Köklü bir ilim geleneği olan saraya damat bir ailenin evladıdır. Hem anne hem baba tarafı adeta bir âlimler kervanıdır. Babası 1950-1957 yılları arasında merhum Adnan Menderes'in kendisine çok değer verip sık sık fikirlerine müracaat ettiği TBMM'nin merdiven altında namaz kılan dört milletvekilinden birisi olan Merhum Kenan Çığman'dır. Ahmet Akın Çığman hocaefendi atalarının faziletleriyle övünerek gününü gün etmek yerine daha henüz küçük yaştayken kendisine büyük hedefler belirleyerek âlimler kervanı olan atalarının izinde giden bir evlat olmayı tercih etmiştir.

Küçük yaştan itibaren ilim leylasının mecnunu olan, Ahmet Akın Çığman hocaefendi bu yolda hiçbir engel tanımamış Ankara, Konya, Siirt, Tillo, Van, Şam, Medine demeden ilim aşkı ile diyar diyar gezmiştir. Osmanlı'dan günümüze kadim ilim geleneğinin bütün kitaplarını o kitapları okutan ehil hocaların rahle-i tedrisinde diz çökerek birer birer okuyan hocaefendi ilim yolunda gösterdiği bu gayretin bereket ve semeresi olarak bugün bu topraklarda gölgesinde bir aşiretin konaklayabildiği ( Bir neslin yetiştiği ) ulu bir çınar gibidir.

Rahle-i tedrisinde nice hocalar yetiştiren Ahmet Akın Çığman Hocaefendi bu itibarla hocaların hocası unvanını ziyadesiyle hak etmiştir.

Ben sözün burasında hocaefendiyle muhtelif zamanlarda bir araya gelişimizden hâsıl olan bazı gözlemlerimi zat-ı alilerinin erdem ve faziletlerine şehadet makamında ifade etmek istiyorum.

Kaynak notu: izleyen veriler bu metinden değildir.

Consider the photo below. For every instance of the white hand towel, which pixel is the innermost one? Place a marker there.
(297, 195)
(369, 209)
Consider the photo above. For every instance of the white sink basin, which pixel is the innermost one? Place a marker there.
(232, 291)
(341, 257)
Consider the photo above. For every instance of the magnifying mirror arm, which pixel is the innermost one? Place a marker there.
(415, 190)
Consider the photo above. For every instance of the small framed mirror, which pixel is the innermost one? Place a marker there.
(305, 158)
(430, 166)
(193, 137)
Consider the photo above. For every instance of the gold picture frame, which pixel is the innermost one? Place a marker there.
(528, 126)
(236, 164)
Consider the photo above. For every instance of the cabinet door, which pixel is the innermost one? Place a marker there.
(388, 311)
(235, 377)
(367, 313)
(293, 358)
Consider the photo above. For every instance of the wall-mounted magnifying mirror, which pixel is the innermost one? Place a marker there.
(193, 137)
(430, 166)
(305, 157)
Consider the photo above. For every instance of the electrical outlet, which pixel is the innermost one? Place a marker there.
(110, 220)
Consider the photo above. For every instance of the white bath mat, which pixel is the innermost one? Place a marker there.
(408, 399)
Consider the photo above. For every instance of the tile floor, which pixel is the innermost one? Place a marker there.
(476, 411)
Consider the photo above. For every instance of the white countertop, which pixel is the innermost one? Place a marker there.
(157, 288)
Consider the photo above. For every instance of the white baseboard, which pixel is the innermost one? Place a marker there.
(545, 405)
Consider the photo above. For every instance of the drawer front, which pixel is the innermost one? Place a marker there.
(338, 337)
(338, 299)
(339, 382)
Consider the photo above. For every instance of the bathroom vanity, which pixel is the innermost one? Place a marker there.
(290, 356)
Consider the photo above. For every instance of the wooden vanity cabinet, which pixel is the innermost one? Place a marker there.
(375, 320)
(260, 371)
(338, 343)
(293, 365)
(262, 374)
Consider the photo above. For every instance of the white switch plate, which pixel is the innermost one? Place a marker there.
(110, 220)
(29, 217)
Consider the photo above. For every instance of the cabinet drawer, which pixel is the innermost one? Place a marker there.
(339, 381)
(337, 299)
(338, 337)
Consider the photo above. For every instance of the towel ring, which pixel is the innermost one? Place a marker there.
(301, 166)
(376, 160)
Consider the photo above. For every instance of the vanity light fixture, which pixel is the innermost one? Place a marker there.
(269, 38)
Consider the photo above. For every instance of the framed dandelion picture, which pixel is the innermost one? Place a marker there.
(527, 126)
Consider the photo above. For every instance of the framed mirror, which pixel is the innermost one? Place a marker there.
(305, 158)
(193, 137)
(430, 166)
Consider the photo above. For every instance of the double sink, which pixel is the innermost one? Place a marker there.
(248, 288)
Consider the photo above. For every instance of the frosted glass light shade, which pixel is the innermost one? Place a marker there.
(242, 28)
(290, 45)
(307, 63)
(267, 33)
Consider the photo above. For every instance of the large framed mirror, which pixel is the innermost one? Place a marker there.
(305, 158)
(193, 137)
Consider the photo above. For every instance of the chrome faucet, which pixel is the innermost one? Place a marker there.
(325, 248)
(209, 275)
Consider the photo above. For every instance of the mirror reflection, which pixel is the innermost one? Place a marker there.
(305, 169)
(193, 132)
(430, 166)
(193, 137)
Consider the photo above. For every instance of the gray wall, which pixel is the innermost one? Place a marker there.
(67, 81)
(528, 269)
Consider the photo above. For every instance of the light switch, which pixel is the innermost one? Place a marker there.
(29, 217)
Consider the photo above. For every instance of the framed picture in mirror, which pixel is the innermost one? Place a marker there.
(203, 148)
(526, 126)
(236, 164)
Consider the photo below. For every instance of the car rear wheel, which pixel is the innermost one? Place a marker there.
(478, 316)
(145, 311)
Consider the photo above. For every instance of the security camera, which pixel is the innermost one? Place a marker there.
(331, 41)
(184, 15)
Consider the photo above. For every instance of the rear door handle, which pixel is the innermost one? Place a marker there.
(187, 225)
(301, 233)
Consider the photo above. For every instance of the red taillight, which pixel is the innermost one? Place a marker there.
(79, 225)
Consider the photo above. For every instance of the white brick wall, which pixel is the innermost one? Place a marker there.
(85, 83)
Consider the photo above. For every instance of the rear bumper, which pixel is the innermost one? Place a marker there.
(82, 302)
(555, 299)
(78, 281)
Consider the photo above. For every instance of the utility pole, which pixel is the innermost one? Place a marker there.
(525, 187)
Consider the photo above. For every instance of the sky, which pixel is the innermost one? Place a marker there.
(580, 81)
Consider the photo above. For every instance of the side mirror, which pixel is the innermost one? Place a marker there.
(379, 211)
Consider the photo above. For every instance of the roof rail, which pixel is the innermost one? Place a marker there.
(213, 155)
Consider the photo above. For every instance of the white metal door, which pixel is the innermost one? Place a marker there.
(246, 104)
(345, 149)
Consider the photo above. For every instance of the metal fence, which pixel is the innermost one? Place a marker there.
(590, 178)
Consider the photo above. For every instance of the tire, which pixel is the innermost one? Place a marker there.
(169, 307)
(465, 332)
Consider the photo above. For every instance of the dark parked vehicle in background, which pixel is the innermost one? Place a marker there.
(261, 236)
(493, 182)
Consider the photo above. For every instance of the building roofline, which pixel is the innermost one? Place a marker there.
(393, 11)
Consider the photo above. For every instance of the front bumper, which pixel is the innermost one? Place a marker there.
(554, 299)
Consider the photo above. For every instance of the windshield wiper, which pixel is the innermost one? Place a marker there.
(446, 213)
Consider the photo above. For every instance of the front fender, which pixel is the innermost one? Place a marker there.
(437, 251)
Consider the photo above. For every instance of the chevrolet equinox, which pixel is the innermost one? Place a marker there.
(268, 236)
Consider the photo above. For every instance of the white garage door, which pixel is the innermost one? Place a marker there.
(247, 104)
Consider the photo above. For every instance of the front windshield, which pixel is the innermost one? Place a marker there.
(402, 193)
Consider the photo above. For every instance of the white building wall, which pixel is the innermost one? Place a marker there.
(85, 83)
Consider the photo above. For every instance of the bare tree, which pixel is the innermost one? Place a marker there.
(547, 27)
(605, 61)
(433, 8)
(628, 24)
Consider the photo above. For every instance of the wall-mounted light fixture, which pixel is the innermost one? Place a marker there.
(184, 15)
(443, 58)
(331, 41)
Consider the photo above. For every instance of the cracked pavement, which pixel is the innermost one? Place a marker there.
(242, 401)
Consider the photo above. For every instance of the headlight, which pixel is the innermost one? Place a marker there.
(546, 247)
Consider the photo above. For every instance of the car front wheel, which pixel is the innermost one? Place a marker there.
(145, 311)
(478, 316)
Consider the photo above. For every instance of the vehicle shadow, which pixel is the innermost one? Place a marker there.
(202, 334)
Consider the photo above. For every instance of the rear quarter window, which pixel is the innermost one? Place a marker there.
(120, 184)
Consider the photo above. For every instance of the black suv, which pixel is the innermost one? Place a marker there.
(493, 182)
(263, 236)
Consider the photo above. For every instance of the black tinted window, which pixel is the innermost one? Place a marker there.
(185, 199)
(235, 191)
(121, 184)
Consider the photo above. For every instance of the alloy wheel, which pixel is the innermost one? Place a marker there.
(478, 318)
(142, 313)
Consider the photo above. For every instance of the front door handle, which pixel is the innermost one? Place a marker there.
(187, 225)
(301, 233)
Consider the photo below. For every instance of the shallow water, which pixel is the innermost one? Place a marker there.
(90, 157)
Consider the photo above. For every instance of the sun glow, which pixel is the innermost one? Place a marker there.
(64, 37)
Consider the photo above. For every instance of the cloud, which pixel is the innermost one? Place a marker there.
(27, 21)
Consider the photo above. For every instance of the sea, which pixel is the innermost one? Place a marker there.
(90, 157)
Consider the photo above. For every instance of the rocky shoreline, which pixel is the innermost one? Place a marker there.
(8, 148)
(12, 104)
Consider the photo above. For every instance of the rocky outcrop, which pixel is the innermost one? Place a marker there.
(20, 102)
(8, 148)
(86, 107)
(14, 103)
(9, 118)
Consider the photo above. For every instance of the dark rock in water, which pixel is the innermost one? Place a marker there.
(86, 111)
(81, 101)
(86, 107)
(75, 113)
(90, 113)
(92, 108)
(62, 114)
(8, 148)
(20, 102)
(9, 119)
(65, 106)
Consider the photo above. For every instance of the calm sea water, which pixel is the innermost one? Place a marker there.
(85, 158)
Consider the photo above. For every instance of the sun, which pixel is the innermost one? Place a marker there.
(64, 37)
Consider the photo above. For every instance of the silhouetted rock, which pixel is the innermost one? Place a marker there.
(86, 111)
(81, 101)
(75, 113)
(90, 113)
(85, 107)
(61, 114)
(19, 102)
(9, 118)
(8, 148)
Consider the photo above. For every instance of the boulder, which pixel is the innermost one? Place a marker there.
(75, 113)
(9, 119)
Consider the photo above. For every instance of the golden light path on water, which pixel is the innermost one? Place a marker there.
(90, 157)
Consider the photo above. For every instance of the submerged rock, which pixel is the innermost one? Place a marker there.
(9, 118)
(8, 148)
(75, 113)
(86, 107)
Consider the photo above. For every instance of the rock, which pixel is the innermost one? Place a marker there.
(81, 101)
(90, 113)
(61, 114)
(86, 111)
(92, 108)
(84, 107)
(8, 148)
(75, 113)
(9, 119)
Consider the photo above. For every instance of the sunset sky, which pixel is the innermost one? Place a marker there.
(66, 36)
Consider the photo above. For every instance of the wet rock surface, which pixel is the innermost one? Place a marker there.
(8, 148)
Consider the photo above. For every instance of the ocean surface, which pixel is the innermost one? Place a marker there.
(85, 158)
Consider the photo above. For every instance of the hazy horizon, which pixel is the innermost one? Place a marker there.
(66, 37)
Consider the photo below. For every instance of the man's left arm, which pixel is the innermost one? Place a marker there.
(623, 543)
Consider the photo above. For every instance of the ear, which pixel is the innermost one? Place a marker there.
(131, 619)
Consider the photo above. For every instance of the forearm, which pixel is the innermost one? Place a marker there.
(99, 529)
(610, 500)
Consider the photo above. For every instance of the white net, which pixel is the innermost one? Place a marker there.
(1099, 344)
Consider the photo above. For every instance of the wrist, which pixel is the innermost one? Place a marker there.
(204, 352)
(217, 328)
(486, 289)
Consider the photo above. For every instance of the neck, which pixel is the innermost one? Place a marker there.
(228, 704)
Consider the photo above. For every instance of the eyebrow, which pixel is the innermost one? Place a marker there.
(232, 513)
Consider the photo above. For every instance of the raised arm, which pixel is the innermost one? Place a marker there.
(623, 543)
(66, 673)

Hocaefendi fazla konuşmayı ve konuşulmayı hiç sevmez, kameralardan ve mikrofonlardan fersah fersah uzaktır, öğünmek ve övülmekten hiç hazzetmez, şaşa ve debdebeden asla hoşlanmaz, gözü ve gönlü oldukça toktur, hiç kimseden bir şey beklemez bu sene adeta fıtratını muhafaza etmek için okumuş her haliyle olabildiğince doğal.

 

Zaman ve söz konusunda fevkalade duyarlı ikisinde asla israf etmez meclislerde hoş sohbet mütebessim bir arkadaş fakat derste disiplinli sıkı bir hoca.

Kürsüde kendinden emin tavizsiz açık ve net. Sadece sohbet ve vaazlarıyla değil, tepeden tırnağa bütün bedeniyle muhatabına vakur bir ilim adamı olduğunu hissettiriyor. Her şeyi yerli yerince yapmaya ve söylemeye ziyadesiyle ehemmiyet veriyor.

Kalabalıklardan yüzünü, tribünlerden gözünü avarelerden sözünü, çektiği kutlu çilelerin izini saklamak için özel gayret sarf ediyor. Bulunması kolay fakat açılması zor bir hazine.

İlmi engin, gönlü zengin, zihni de oldukça dingin. İlmini kitap yazmakta değil, insan yazmakla değerlendirmiş.

Hasılı kelam demem o ki; ilmini servet ve şöhrete, makam ve mevkiye alet etmemiş bir ilim adamı görmek isteyen Ahmet Akın Çığman hocaefendiye baksın. Dünya da kendisine mahal değil yapıp ettiklerine irapta mahal arıyan bir ilim adamı görmek isteyen Ahmet Akın Çığman hocaefendiye baksın.

Yaşı yetmiş fakat işi (aşkı ve azmi) bitmemiş bir ilim adamını görmek isteyen Ahmet  Akın Çığman hocaefendiye baksın.

Alkışlardan ve tezahüratlardan uzak meçhule bürünmüş bir malum görmek isteyenler Ahmet Akın  Çığman hocaefendiye baksın.

Gerçi hocaefendi böyle şeylere pek sıcak bakmıyor, fakat ne yapıp edip birileri bir şekilde kendisini ikna ederek ders arasında anlattığı ve henüz anlatmayıp kendisinde sakladığı mühim hatıraları gün yüzüne çıkarmalı. Çünkü Ahmet Akın Çığman, Ahmet Akın Çığman'a bırakılamayacak kadar önemlidir.

Zat-ı alilerine sıhhat ve afiyet dolu hayırlı uzun ömürler niyaz ediyorum. Rabbim başımızdan böyle muhterem ilim adamlarını eksik eylemesin.